Date of Award


Document Type


Degree Name

Education (Ph.D)


Administrative and Instructional Leadership

First Advisor

Rene Parmar

Second Advisor

Catherine DiMartino

Third Advisor

Rebecca Louick


Federal law states that any student suspected of having a disability must meet initial eligibility requirements to qualify for special education services. Furthermore, an individual education program (IEP) team is required by federal law to re-evaluate each student with a qualified disability tri-annually to assess his or her ongoing need for such services. The pathway toward initial eligibility is explicitly outlined within federal legislation; however, the law does not explicate an avenue for declassification or exiting from special education. As a result, many students may remain in special education and are labeled as students with a disability when they may no longer require the specialized instruction or related services provided through special education. The reality is that special education has evolved into a trapdoor, not a doorway to opportunity - as it was intended to be (Maydosz, 2014).

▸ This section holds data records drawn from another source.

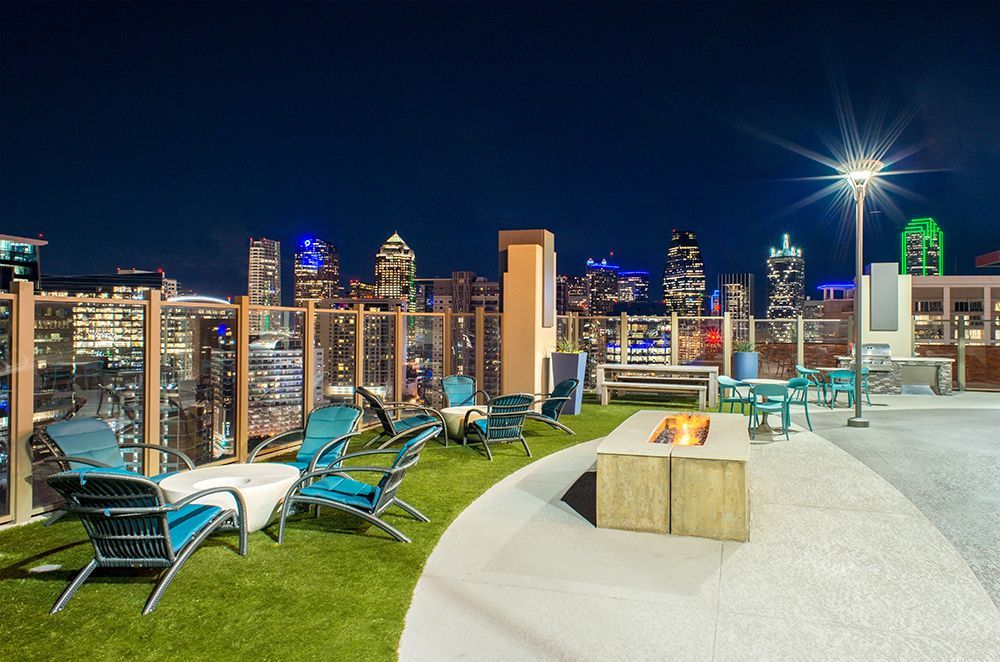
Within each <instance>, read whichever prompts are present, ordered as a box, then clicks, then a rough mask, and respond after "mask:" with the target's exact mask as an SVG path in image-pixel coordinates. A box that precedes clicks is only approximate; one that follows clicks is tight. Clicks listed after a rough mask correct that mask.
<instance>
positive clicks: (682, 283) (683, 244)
mask: <svg viewBox="0 0 1000 662" xmlns="http://www.w3.org/2000/svg"><path fill="white" fill-rule="evenodd" d="M704 299H705V264H704V262H702V259H701V249H700V248H698V237H697V236H696V235H695V233H694V232H691V231H690V230H674V232H673V236H672V237H671V238H670V248H669V249H667V260H666V263H665V264H664V266H663V303H664V305H666V307H667V312H668V313H670V312H676V313H678V314H680V315H700V314H701V313H702V306H703V304H704Z"/></svg>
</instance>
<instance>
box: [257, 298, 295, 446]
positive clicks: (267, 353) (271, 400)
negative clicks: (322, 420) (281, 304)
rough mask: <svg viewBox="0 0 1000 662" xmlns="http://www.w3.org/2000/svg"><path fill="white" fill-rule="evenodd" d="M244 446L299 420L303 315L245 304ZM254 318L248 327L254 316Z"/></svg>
mask: <svg viewBox="0 0 1000 662" xmlns="http://www.w3.org/2000/svg"><path fill="white" fill-rule="evenodd" d="M250 314H251V331H250V347H249V351H248V361H249V366H250V374H249V375H248V382H249V395H250V398H249V411H248V417H247V418H248V420H247V425H248V447H249V448H250V449H253V448H255V447H256V446H257V445H258V444H259V443H261V442H262V441H265V440H266V439H268V438H270V437H272V436H274V435H276V434H281V433H282V432H288V431H289V430H295V429H298V428H301V427H302V424H303V413H304V412H303V395H304V386H305V384H304V382H305V351H304V341H305V333H304V331H305V313H303V312H300V311H289V310H277V309H273V308H272V309H267V308H263V307H253V308H251V313H250ZM255 319H257V320H259V322H258V324H257V325H256V327H255V325H254V320H255Z"/></svg>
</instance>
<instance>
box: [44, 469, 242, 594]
mask: <svg viewBox="0 0 1000 662" xmlns="http://www.w3.org/2000/svg"><path fill="white" fill-rule="evenodd" d="M48 483H49V485H50V486H51V487H52V488H53V489H54V490H56V491H57V492H59V494H60V495H62V497H63V498H64V499H65V500H66V505H65V506H64V508H65V509H66V511H67V512H70V513H74V514H76V515H78V516H79V517H80V521H81V522H82V523H83V527H84V529H85V530H86V531H87V535H88V536H89V537H90V541H91V543H93V545H94V558H93V560H92V561H91V562H90V563H88V564H87V565H86V566H84V568H83V569H82V570H80V572H79V573H78V574H77V575H76V577H74V578H73V580H72V581H71V582H70V583H69V585H68V586H67V587H66V588H65V590H63V592H62V594H61V595H60V596H59V598H58V599H57V600H56V602H55V604H54V605H53V606H52V612H51V613H53V614H54V613H56V612H57V611H60V610H61V609H62V608H63V607H65V606H66V603H67V602H69V600H70V598H72V597H73V595H74V594H75V593H76V591H77V590H78V589H79V588H80V586H81V585H83V583H84V582H85V581H87V578H88V577H90V575H91V573H92V572H94V570H96V569H97V568H166V572H165V573H164V574H163V575H162V577H160V580H159V581H158V582H157V583H156V586H155V587H154V588H153V592H152V593H151V594H150V595H149V598H148V599H147V600H146V606H145V607H144V608H143V610H142V613H143V614H148V613H149V612H151V611H153V610H154V609H156V605H157V603H159V601H160V598H161V597H163V593H164V592H165V591H166V590H167V587H168V586H169V585H170V582H172V581H173V579H174V577H175V576H176V575H177V572H178V571H179V570H180V569H181V567H182V566H183V565H184V563H185V562H186V561H187V560H188V558H190V557H191V555H192V554H193V553H194V551H195V550H196V549H197V548H198V546H199V545H201V543H202V542H203V541H204V540H205V539H206V538H207V537H208V535H209V534H210V533H212V532H213V531H215V530H216V529H217V528H219V527H220V526H222V525H223V524H226V523H232V524H234V525H235V526H236V527H237V528H238V529H239V533H240V551H239V553H240V556H246V555H247V552H248V549H247V527H246V515H245V513H246V505H245V503H244V501H243V495H242V494H240V492H239V490H237V489H236V488H233V487H215V488H211V489H207V490H201V491H200V492H195V493H194V494H190V495H188V496H186V497H184V498H183V499H181V500H180V501H176V502H174V503H167V502H166V500H165V498H164V495H163V491H162V490H161V489H160V486H159V485H158V484H157V483H155V482H153V481H152V480H149V479H148V478H145V477H143V476H139V475H136V474H133V473H131V472H130V471H128V470H126V469H106V468H88V469H71V470H70V471H64V472H62V473H58V474H55V475H53V476H50V477H49V478H48ZM221 492H225V493H228V494H231V495H232V497H233V499H234V500H235V501H236V510H233V509H231V508H228V509H224V508H220V507H219V506H205V505H199V504H195V503H194V502H195V501H197V500H198V499H202V498H204V497H205V496H207V495H209V494H217V493H221Z"/></svg>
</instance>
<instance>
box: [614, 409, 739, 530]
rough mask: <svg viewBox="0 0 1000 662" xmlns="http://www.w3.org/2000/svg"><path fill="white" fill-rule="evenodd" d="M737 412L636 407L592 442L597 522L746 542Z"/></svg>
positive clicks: (737, 417) (615, 528) (642, 528)
mask: <svg viewBox="0 0 1000 662" xmlns="http://www.w3.org/2000/svg"><path fill="white" fill-rule="evenodd" d="M749 454H750V437H749V434H748V433H747V429H746V419H745V418H744V417H743V416H742V415H740V414H719V413H711V414H708V413H698V414H691V413H686V412H683V413H682V412H677V413H665V412H662V411H640V412H636V413H635V414H633V415H632V416H630V417H629V418H628V419H626V420H625V421H624V422H623V423H622V424H621V425H619V426H618V427H617V428H616V429H615V430H614V431H613V432H612V433H611V434H609V435H608V436H607V437H606V438H605V439H604V441H603V442H601V445H600V446H598V448H597V526H599V527H602V528H612V529H627V530H630V531H650V532H654V533H673V534H678V535H690V536H701V537H705V538H715V539H719V540H747V539H748V537H749V525H750V503H749V492H748V489H747V487H748V485H747V474H746V463H747V458H748V456H749Z"/></svg>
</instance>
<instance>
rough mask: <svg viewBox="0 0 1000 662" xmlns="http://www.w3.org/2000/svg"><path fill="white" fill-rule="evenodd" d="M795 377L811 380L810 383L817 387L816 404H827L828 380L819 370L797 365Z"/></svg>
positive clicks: (795, 370)
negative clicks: (801, 377)
mask: <svg viewBox="0 0 1000 662" xmlns="http://www.w3.org/2000/svg"><path fill="white" fill-rule="evenodd" d="M795 376H796V377H802V378H805V379H807V380H809V383H810V384H812V385H813V386H815V387H816V404H817V405H821V404H824V403H825V402H826V380H825V379H823V373H822V372H820V371H819V370H813V369H812V368H807V367H805V366H804V365H799V364H796V365H795Z"/></svg>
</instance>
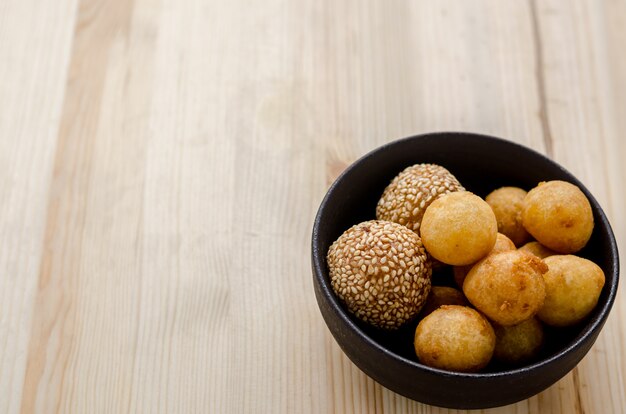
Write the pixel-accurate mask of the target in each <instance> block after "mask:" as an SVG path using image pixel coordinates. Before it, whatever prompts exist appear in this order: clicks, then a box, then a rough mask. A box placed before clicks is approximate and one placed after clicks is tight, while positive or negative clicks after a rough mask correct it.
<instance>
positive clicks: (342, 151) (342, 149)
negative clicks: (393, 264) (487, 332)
mask: <svg viewBox="0 0 626 414" xmlns="http://www.w3.org/2000/svg"><path fill="white" fill-rule="evenodd" d="M48 3H49V4H48ZM625 23H626V3H624V2H623V1H620V0H610V1H605V2H590V1H585V0H574V1H567V2H566V1H564V0H559V1H557V0H548V1H535V0H529V1H526V2H521V1H513V0H506V1H496V0H470V1H460V0H443V1H438V2H425V1H411V2H408V1H406V2H404V1H400V0H394V1H390V2H384V3H383V2H376V1H369V0H368V1H356V0H348V1H342V2H337V1H330V0H320V1H312V0H302V1H288V0H268V1H265V2H244V1H243V0H233V1H229V2H218V1H204V0H186V1H182V2H181V1H174V0H133V1H123V0H114V1H103V0H77V1H76V2H75V1H70V0H63V1H57V2H53V3H52V2H43V4H40V3H39V2H34V1H30V0H25V1H13V0H9V1H5V2H3V3H2V4H0V106H1V107H2V108H3V110H2V111H0V184H1V185H0V269H1V273H0V295H1V300H2V302H1V303H0V412H6V413H20V412H21V413H55V412H56V413H86V412H88V413H111V412H115V413H124V412H128V413H137V412H150V413H194V412H197V413H206V412H210V413H239V412H260V413H266V412H272V413H291V412H311V413H329V412H337V413H365V412H372V413H444V412H452V411H450V410H445V409H441V408H437V407H430V406H426V405H423V404H420V403H417V402H414V401H411V400H408V399H406V398H404V397H401V396H399V395H397V394H395V393H393V392H391V391H389V390H387V389H385V388H383V387H381V386H380V385H378V384H376V383H375V382H374V381H373V380H371V379H370V378H368V377H367V376H365V375H364V374H363V373H362V372H361V371H360V370H359V369H358V368H356V367H355V366H354V365H353V364H352V363H351V362H350V361H349V360H348V359H347V358H346V357H345V355H344V354H343V352H342V351H341V350H340V349H339V347H338V346H337V344H336V343H335V342H334V340H333V339H332V337H331V336H330V334H329V332H328V330H327V328H326V326H325V325H324V322H323V320H322V318H321V316H320V314H319V311H318V309H317V305H316V303H315V299H314V296H313V293H312V283H311V277H310V265H309V256H310V255H309V249H310V246H309V243H310V230H311V225H312V221H313V217H314V214H315V212H316V209H317V207H318V205H319V202H320V201H321V199H322V197H323V195H324V193H325V191H326V189H327V187H328V185H329V184H330V183H331V182H332V181H333V180H334V178H335V177H336V176H337V175H338V174H339V173H341V171H342V170H343V169H344V168H345V167H346V166H347V165H348V164H349V163H351V162H352V161H353V160H355V159H356V158H357V157H359V156H360V155H362V154H363V153H365V152H366V151H369V150H371V149H373V148H375V147H376V146H378V145H381V144H383V143H386V142H388V141H390V140H392V139H395V138H400V137H403V136H407V135H412V134H416V133H421V132H428V131H438V130H463V131H474V132H482V133H487V134H492V135H498V136H503V137H506V138H508V139H511V140H514V141H517V142H520V143H523V144H525V145H527V146H529V147H532V148H534V149H537V150H539V151H542V152H544V153H547V154H549V155H550V156H551V157H553V158H554V159H555V160H557V161H558V162H560V163H562V164H563V165H564V166H566V167H567V168H568V169H570V170H571V171H572V172H573V173H574V174H576V175H577V176H578V177H579V178H580V179H581V180H582V181H583V182H584V183H585V184H586V185H587V186H588V187H589V189H590V190H591V191H592V192H593V193H594V195H595V196H596V198H598V200H599V201H600V203H601V204H602V206H603V207H604V209H605V212H606V213H607V215H608V216H609V218H610V220H611V222H612V224H613V228H614V231H615V233H616V236H617V238H618V243H619V244H620V245H624V243H626V217H625V216H624V215H623V214H622V209H623V206H624V205H625V204H626V190H624V187H623V182H624V181H626V167H625V166H624V163H623V161H622V158H624V156H626V141H625V140H624V139H623V136H624V134H625V133H626V123H625V122H626V121H625V120H626V117H625V116H624V114H626V60H625V57H624V54H623V50H624V48H625V47H626V40H625V39H626V24H625ZM622 258H623V255H622ZM622 296H623V295H622V294H621V293H620V295H618V300H617V302H616V304H615V308H614V310H613V312H612V314H611V316H610V318H609V320H608V322H607V324H606V327H605V329H604V330H603V332H602V334H601V335H600V337H599V339H598V341H597V343H596V345H595V346H594V347H593V349H592V350H591V352H590V353H589V354H588V356H587V357H586V358H585V359H584V360H583V361H582V362H581V364H579V366H578V367H577V368H576V369H575V370H574V371H573V372H571V373H570V374H568V375H567V376H566V377H564V378H563V379H562V380H561V381H559V382H558V383H557V384H555V385H554V386H552V387H551V388H549V389H548V390H546V391H545V392H543V393H541V394H539V395H537V396H535V397H533V398H530V399H528V400H525V401H522V402H520V403H517V404H513V405H510V406H507V407H501V408H497V409H492V410H485V412H491V413H527V412H529V413H542V414H543V413H568V414H569V413H622V412H624V411H626V397H625V395H626V386H625V381H624V374H623V373H624V371H625V369H626V360H625V355H624V351H623V349H624V348H625V347H626V328H624V326H626V303H624V299H623V298H622Z"/></svg>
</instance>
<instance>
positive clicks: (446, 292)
mask: <svg viewBox="0 0 626 414" xmlns="http://www.w3.org/2000/svg"><path fill="white" fill-rule="evenodd" d="M442 305H461V306H468V305H469V302H468V301H467V299H465V295H463V293H462V292H461V291H460V290H458V289H455V288H451V287H447V286H432V287H431V288H430V293H429V294H428V297H427V298H426V303H425V304H424V307H423V308H422V311H421V312H420V317H421V318H424V317H426V316H428V315H430V314H431V313H432V312H433V311H434V310H435V309H437V308H439V307H440V306H442Z"/></svg>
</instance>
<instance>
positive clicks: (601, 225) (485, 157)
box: [312, 133, 619, 409]
mask: <svg viewBox="0 0 626 414" xmlns="http://www.w3.org/2000/svg"><path fill="white" fill-rule="evenodd" d="M423 162H428V163H435V164H440V165H442V166H444V167H446V168H447V169H449V170H450V171H451V172H452V173H453V174H454V175H455V176H456V177H457V178H458V179H459V180H460V181H461V183H462V184H463V185H464V186H465V187H466V188H467V189H468V190H469V191H472V192H474V193H476V194H478V195H480V196H482V197H484V196H486V195H487V194H488V193H489V192H491V191H492V190H494V189H496V188H499V187H501V186H505V185H509V186H519V187H522V188H524V189H527V190H529V189H531V188H532V187H534V186H535V185H537V183H538V182H540V181H546V180H564V181H569V182H572V183H574V184H576V185H578V186H579V187H580V188H581V190H582V191H583V192H584V193H585V194H586V195H587V197H588V198H589V201H590V202H591V207H592V209H593V214H594V220H595V228H594V231H593V235H592V237H591V240H590V241H589V243H588V244H587V247H585V249H583V250H582V251H581V252H579V253H578V254H579V255H580V256H583V257H586V258H588V259H590V260H592V261H594V262H595V263H597V264H598V265H599V266H600V267H601V268H602V270H603V271H604V274H605V276H606V283H605V286H604V289H603V290H602V294H601V296H600V300H599V303H598V305H597V306H596V308H595V309H594V310H593V312H592V314H591V315H590V316H589V317H588V318H587V319H586V320H585V321H584V322H582V323H581V324H579V325H577V326H575V327H573V328H568V329H559V330H556V329H554V330H552V329H547V331H546V337H547V338H546V343H547V344H548V346H546V347H545V349H544V351H543V353H542V354H541V355H540V356H539V357H538V358H537V359H536V360H535V361H534V362H533V363H531V364H528V365H526V366H524V367H520V368H515V369H510V368H507V367H502V366H498V365H496V364H491V365H489V366H488V367H487V369H486V370H485V371H484V372H481V373H476V374H466V373H457V372H449V371H443V370H439V369H434V368H430V367H427V366H425V365H422V364H420V363H419V362H418V360H417V358H416V356H415V352H414V350H413V334H414V331H415V326H416V323H417V322H414V323H413V324H409V325H408V326H406V327H405V328H402V329H400V330H399V331H396V332H387V331H380V330H378V329H375V328H372V327H370V326H368V325H367V324H365V323H362V322H360V321H359V320H357V319H356V318H355V317H354V316H353V315H352V314H350V313H349V312H348V311H347V310H346V308H345V307H344V305H343V304H342V303H341V302H340V301H339V299H338V298H337V296H335V294H334V292H333V290H332V288H331V285H330V280H329V275H328V267H327V265H326V252H327V251H328V247H329V246H330V245H331V244H332V242H333V241H334V240H335V239H337V237H339V236H340V235H341V233H343V231H345V230H346V229H348V228H349V227H350V226H352V225H354V224H357V223H359V222H361V221H365V220H370V219H373V218H375V207H376V202H377V201H378V199H379V197H380V195H381V194H382V192H383V190H384V188H385V187H386V186H387V184H388V183H389V182H390V181H391V179H392V178H393V177H394V176H396V175H397V174H398V173H399V172H400V171H402V170H403V169H404V168H405V167H407V166H409V165H412V164H416V163H423ZM312 266H313V282H314V286H315V296H316V298H317V302H318V305H319V307H320V310H321V312H322V316H323V317H324V320H325V321H326V324H327V325H328V328H329V329H330V331H331V333H332V334H333V336H334V337H335V340H336V341H337V342H338V343H339V345H340V346H341V348H342V349H343V351H344V352H345V353H346V354H347V355H348V357H349V358H350V359H351V360H352V362H354V363H355V364H356V365H357V366H358V367H359V368H360V369H361V370H363V371H364V372H365V373H366V374H367V375H369V376H370V377H372V378H373V379H375V380H376V381H378V382H379V383H380V384H382V385H384V386H385V387H387V388H389V389H391V390H393V391H395V392H397V393H399V394H402V395H404V396H406V397H409V398H412V399H414V400H417V401H421V402H424V403H427V404H432V405H438V406H442V407H449V408H463V409H471V408H488V407H494V406H499V405H505V404H510V403H514V402H516V401H520V400H523V399H525V398H528V397H530V396H532V395H534V394H536V393H538V392H540V391H542V390H544V389H546V388H547V387H549V386H550V385H552V384H553V383H554V382H556V381H557V380H559V379H560V378H561V377H563V376H564V375H565V374H567V373H568V372H569V371H570V370H572V369H573V368H574V367H575V366H576V364H577V363H578V362H579V361H580V360H581V359H582V358H583V356H585V354H586V353H587V352H588V351H589V349H590V348H591V346H592V345H593V343H594V342H595V340H596V338H597V337H598V334H599V333H600V330H601V329H602V326H603V325H604V322H605V321H606V318H607V316H608V314H609V311H610V309H611V306H612V305H613V302H614V300H615V294H616V292H617V283H618V273H619V263H618V253H617V245H616V243H615V237H614V236H613V232H612V230H611V226H610V225H609V222H608V220H607V218H606V216H605V215H604V212H603V211H602V209H601V208H600V205H599V204H598V202H597V201H596V199H595V198H594V197H593V196H592V195H591V193H589V191H588V190H587V189H586V188H585V187H584V186H583V185H582V183H581V182H580V181H578V180H577V179H576V177H574V176H573V175H572V174H571V173H569V172H568V171H566V170H565V169H564V168H563V167H561V166H559V165H558V164H556V163H555V162H553V161H551V160H550V159H548V158H546V157H544V156H543V155H541V154H539V153H537V152H535V151H533V150H530V149H528V148H526V147H523V146H521V145H518V144H515V143H512V142H508V141H505V140H502V139H498V138H493V137H488V136H484V135H477V134H466V133H435V134H425V135H418V136H414V137H410V138H406V139H402V140H399V141H395V142H392V143H390V144H387V145H384V146H382V147H380V148H378V149H376V150H374V151H372V152H370V153H369V154H367V155H365V156H364V157H363V158H361V159H359V160H358V161H356V162H355V163H354V164H352V165H351V166H349V167H348V168H347V169H346V170H345V171H344V172H343V173H342V174H341V176H340V177H339V178H337V180H336V181H335V182H334V184H333V185H332V186H331V187H330V189H329V190H328V193H327V194H326V197H325V198H324V200H323V201H322V204H321V206H320V208H319V211H318V213H317V217H316V218H315V223H314V226H313V240H312ZM444 279H445V276H444Z"/></svg>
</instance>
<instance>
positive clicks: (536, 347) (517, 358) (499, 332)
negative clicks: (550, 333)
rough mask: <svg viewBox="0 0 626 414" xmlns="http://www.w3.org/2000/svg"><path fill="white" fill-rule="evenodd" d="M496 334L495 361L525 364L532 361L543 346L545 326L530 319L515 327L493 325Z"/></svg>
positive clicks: (532, 319) (521, 322) (537, 321)
mask: <svg viewBox="0 0 626 414" xmlns="http://www.w3.org/2000/svg"><path fill="white" fill-rule="evenodd" d="M493 330H494V331H495V333H496V349H495V350H494V352H493V357H494V359H496V360H498V361H500V362H504V363H507V364H523V363H525V362H528V361H530V360H532V359H533V358H534V357H535V356H536V355H537V354H538V353H539V350H540V349H541V345H542V344H543V326H542V325H541V322H539V321H538V320H537V319H536V318H530V319H527V320H525V321H524V322H521V323H518V324H517V325H514V326H501V325H498V324H493Z"/></svg>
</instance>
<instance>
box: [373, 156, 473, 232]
mask: <svg viewBox="0 0 626 414" xmlns="http://www.w3.org/2000/svg"><path fill="white" fill-rule="evenodd" d="M460 190H463V186H462V185H461V183H459V181H458V180H457V179H456V178H455V177H454V175H452V174H451V173H450V171H448V170H447V169H445V168H444V167H442V166H440V165H436V164H415V165H412V166H410V167H407V168H405V169H404V170H403V171H402V172H401V173H400V174H398V175H397V176H396V177H395V178H394V179H393V180H392V181H391V183H390V184H389V185H388V186H387V188H385V191H384V192H383V195H382V196H381V197H380V200H378V204H377V205H376V218H377V219H378V220H388V221H393V222H394V223H398V224H402V225H403V226H406V227H408V228H409V229H411V230H413V231H414V232H419V228H420V224H421V222H422V217H423V216H424V212H425V211H426V208H428V206H429V205H430V203H432V202H433V201H434V200H436V199H437V197H439V196H441V195H442V194H447V193H450V192H453V191H460Z"/></svg>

The purpose of this phenomenological study was to examine the extent to which, if at all, the perceptions/attitudes of members of the committee on special education (CSE) and the subcommittee of special education (SCSE) about race and ability influence decision making and declassification during the special education process. The study examined whether a relationship existed between perceptions of race and ability and the disproportionate declassification rates in an urban school district. The study explored this phenomenon through a conceptual framework that synthesizes Ladson-Billings’ (2007) four forms of educational debt (economic, historical, sociopolitical, and moral) that have accumulated over time and negatively impact students of color. The conceptual framework s¬¬erved as a foundation for and framed the theoretical framework's discussion, which is Connor, Ferri, and Annamma’s (2016) Dis/ability Critical Race Studies in Education (DisCrit).

The researcher conducted one-on-one, in-depth, and semi-structured virtual interviews with five administrators (principals and assistant principals), seven general education teachers, three special education department chairs, four general education teachers, and one school counselor. The research questions helped reveal their lived experiences. Findings suggest that among CSE members, there are (a) mixed perceptions and attitudes toward declassification, (b) variances in the understanding of the declassification and special education process, and (c) a myriad of experiences, biases, and perceptions about race and ability exist that may influence declassification, as well as (d) an understanding that multiple factors influence declassification, (e) the belief that declassification is rare, (f) an understanding that multiple factors influence declassification, (g) an emphasis on mainstreaming within the urban school district, and (h) an acceptance that barriers exist that prevent educational stakeholders from accurately assessing students’ abilities.